Droukdel was referring to ISIS’s unilateral proclamation of the caliphate absent consultation with outside religious scholars and leaders. These contradictory announcements, one by AQIM’s judge for the Sahara region backing ISIS, and another from AQIM’s emir backing al-Qaeda and rejecting the ISIS caliphate, demonstrated the growing rivalry between the two organizations and the resulting rift caused within the rank and file of AQIM.
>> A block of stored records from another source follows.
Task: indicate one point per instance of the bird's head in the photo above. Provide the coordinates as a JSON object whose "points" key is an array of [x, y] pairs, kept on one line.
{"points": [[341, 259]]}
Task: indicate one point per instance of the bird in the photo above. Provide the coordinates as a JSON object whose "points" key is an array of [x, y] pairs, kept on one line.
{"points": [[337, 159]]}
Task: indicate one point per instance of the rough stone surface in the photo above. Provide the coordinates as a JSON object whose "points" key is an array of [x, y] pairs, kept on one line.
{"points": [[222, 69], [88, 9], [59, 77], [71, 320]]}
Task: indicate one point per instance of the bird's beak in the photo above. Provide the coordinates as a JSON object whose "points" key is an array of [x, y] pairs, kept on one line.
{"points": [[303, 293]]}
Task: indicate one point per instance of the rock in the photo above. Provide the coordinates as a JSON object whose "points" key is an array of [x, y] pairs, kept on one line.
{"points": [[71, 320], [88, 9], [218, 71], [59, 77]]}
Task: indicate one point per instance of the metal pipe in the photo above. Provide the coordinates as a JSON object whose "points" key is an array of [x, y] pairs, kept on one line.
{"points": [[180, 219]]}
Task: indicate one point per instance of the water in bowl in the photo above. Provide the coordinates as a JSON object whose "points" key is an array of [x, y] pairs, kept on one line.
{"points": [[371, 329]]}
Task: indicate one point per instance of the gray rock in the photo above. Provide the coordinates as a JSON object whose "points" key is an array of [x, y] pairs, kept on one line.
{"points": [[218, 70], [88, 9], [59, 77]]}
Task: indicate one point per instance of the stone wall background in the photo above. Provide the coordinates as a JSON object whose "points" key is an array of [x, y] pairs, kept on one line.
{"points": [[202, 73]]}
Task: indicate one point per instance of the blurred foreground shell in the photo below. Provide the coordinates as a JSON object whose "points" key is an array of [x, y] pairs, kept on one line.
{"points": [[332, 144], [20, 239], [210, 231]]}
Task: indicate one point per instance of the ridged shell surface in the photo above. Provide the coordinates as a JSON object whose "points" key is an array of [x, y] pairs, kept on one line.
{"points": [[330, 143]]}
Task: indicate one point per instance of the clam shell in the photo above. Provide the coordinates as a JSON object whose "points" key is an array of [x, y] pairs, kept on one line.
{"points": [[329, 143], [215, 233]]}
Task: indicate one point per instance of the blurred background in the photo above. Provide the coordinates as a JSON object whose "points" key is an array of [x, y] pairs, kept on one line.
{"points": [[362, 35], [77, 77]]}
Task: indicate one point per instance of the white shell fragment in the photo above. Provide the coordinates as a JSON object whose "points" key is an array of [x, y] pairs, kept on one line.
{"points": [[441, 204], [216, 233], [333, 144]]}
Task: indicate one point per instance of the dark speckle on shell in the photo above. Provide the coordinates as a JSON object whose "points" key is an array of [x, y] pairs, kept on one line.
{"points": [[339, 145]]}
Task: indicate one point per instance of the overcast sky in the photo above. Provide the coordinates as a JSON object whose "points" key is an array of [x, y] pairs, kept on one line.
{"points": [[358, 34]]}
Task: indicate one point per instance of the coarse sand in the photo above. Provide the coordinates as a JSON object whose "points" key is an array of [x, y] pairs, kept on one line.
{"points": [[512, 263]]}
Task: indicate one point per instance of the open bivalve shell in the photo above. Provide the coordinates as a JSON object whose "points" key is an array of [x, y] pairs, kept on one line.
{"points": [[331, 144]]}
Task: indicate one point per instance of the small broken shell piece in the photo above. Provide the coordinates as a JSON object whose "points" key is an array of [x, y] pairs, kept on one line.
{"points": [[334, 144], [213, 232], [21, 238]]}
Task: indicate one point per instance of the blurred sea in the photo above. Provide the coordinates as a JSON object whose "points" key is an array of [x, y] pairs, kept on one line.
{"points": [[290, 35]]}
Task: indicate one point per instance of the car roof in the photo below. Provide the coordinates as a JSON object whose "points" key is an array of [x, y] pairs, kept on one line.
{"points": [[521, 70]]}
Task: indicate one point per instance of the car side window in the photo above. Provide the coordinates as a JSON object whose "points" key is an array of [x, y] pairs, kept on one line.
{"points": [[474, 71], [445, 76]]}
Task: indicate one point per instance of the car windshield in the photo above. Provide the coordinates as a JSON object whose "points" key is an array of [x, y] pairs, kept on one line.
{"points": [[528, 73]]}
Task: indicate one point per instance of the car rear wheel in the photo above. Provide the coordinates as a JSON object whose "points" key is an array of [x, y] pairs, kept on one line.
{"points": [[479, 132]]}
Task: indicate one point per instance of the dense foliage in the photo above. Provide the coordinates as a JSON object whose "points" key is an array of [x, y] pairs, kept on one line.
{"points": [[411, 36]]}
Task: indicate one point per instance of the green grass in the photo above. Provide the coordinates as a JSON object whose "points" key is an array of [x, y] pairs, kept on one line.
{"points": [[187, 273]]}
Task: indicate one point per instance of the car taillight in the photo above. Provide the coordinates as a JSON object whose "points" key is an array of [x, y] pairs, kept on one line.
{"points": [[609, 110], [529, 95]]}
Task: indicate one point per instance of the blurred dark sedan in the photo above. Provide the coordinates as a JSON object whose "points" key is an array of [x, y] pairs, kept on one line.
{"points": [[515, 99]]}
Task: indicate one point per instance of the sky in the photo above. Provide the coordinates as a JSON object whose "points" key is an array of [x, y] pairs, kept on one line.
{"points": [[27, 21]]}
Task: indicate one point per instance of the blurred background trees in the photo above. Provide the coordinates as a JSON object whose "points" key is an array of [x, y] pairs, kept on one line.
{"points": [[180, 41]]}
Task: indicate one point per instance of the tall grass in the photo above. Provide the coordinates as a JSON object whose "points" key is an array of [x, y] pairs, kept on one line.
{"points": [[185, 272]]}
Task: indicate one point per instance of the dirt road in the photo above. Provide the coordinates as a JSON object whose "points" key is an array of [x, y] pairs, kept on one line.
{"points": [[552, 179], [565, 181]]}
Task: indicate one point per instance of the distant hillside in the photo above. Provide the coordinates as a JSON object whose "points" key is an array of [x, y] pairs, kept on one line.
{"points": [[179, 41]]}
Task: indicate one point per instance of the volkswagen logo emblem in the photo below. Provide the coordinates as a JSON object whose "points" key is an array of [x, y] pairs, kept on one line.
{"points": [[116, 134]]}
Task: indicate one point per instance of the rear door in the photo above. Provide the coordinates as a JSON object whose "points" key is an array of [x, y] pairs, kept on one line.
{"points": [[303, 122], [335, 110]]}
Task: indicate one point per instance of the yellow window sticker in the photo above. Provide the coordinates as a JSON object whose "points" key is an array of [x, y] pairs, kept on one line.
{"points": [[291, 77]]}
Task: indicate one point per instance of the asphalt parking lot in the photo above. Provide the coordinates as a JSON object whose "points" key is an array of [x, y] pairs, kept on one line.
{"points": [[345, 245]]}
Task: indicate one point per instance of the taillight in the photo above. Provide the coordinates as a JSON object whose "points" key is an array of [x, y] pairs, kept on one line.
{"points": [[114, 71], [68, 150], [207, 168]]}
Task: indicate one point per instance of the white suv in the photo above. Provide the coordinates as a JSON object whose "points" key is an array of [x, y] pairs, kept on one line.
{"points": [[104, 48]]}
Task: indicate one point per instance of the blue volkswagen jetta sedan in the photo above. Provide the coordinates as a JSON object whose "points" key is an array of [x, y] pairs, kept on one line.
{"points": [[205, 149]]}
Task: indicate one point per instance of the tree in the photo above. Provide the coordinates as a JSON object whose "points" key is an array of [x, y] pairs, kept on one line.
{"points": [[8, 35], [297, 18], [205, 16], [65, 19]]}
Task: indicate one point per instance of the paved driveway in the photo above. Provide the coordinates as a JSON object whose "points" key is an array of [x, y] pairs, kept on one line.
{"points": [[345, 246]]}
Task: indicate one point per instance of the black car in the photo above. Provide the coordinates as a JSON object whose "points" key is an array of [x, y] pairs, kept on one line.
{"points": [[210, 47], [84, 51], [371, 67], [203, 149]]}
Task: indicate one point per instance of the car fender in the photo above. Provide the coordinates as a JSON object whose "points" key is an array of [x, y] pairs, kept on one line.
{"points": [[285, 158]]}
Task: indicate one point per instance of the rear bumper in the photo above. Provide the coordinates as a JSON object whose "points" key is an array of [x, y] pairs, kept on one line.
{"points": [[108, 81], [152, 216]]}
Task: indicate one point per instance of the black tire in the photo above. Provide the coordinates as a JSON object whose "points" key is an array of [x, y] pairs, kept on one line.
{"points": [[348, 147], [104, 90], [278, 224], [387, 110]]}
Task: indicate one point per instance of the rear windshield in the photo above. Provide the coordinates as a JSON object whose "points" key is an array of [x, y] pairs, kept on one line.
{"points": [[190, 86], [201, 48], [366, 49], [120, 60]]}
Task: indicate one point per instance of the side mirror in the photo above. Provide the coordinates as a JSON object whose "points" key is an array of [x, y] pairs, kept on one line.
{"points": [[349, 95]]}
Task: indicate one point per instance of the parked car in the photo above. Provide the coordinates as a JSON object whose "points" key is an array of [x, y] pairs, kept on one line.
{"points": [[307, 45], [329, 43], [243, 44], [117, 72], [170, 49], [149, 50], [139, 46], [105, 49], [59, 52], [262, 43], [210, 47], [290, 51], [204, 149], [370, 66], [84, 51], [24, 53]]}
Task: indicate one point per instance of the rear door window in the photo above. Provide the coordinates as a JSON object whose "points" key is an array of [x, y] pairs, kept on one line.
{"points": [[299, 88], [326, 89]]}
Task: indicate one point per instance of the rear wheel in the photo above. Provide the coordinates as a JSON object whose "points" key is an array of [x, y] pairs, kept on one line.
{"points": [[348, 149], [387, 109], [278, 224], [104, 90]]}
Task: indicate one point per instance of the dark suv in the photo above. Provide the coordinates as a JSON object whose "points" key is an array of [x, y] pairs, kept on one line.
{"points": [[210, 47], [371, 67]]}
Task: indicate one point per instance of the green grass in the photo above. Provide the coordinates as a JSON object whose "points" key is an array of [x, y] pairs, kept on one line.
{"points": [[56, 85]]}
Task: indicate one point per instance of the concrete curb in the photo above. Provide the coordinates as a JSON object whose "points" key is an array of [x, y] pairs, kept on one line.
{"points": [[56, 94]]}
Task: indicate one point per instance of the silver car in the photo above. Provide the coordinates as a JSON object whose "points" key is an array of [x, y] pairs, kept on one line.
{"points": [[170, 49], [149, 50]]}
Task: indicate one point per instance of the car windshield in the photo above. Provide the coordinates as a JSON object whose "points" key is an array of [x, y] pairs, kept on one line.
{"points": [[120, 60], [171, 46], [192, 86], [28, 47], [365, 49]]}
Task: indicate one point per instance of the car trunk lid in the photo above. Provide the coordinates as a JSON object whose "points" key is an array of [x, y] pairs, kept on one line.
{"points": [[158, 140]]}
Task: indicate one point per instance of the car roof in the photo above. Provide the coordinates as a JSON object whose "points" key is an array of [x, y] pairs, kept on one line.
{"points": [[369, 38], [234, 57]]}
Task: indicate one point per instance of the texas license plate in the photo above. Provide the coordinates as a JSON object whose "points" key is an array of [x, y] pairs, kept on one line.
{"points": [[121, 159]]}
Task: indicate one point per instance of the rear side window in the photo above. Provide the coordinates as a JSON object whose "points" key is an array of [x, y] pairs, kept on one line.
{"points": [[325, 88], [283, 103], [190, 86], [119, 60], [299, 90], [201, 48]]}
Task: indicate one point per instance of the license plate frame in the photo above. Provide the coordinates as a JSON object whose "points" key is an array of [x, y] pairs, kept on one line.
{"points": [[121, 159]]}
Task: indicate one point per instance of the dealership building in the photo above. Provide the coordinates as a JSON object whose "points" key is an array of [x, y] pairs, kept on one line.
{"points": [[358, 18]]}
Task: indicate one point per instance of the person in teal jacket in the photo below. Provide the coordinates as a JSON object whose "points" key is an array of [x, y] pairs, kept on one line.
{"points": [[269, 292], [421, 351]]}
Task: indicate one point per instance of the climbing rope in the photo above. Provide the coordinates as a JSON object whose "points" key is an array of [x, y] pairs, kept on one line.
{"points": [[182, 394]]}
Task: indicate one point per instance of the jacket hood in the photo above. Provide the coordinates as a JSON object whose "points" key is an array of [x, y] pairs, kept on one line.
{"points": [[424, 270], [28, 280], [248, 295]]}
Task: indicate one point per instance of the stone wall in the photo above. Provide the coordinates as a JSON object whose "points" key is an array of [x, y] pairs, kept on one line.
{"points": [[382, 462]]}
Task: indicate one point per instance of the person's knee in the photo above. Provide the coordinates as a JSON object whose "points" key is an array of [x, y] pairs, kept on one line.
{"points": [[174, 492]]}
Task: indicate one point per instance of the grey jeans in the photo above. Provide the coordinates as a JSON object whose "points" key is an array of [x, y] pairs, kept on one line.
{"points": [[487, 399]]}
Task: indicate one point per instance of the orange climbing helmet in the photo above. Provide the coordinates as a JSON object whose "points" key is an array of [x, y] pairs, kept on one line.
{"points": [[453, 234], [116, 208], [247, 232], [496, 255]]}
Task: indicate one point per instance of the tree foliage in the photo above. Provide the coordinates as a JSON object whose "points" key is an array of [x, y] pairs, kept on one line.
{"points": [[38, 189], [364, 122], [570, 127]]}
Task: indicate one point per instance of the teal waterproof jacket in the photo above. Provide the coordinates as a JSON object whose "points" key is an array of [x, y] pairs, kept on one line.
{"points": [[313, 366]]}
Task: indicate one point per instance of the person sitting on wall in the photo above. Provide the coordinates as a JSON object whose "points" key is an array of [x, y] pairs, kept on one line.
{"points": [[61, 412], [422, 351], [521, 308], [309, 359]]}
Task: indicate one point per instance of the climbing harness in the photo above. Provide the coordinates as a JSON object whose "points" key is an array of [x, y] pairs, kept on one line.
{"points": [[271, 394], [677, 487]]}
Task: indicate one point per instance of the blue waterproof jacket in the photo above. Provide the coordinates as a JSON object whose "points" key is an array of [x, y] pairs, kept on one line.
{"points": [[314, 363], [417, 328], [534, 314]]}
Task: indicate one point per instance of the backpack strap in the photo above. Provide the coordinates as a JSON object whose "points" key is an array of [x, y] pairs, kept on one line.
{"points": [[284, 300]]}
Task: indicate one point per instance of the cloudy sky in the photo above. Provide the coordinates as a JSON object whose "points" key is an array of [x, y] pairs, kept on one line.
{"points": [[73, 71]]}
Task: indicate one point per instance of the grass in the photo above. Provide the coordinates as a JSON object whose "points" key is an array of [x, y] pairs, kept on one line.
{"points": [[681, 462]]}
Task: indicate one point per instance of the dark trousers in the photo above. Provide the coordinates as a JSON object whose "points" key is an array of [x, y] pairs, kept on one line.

This rift became a full and obvious split in September 2014. AQIM’s central region commander Gouri Abdelmalek, known under the pseudonym Khaled Abu Suleimane, led a splinter group away from AQIM to swear loyalty to ISIS. This new group, the so-called ‘Caliphate Soldiers in Algeria,’ joined with forces under another AQIM commander from eastern Algeria. In addressing ISIS leader Abu Bakr al-Baghdadi, Suleimane stated, “You have in the Islamic Maghreb men if you order them they will obey you…The Maghreb has deviated from the true path.”
The defection of this large contingent of soldiers from AQIM greatly weakened the organization. In the same month, the Soldiers of the Caliphate went into action, kidnapping and executing Herve Gourdel, a French citizen traveling on vacation in Northern Algeria, in retaliation for French air strikes in Iraq against ISIS. The execution signaled support for ISIS, and also demonstrated how organizations external to ISIS were starting to co-opt ISIS’s tactics, namely quick and violent executions of Westerners.
The al-Qaeda-ISIS split is not isolated to AQIM – it has become a global problem for al-Qaeda. Younger cadres of Islamist radicals across the globe are becoming dissatisfied with al-Qaeda, following nearly a decade without a major successful attack on the West. Many believe that Al-Qaeda has stagnated under al-Zawahiri, who cannot relate to younger generations of disaffected men – ultimately the backbone of Islamic jihadism.
ISIS’s unparalleled success and lightning sweep across Syria and Iraq has also won the support and admiration of tens of thousands of Islamists globally. Whatever the cause, al-Qaeda faces an existential threat in the continued popularity of ISIS, as illustrated in AQIM’s experience in North Africa.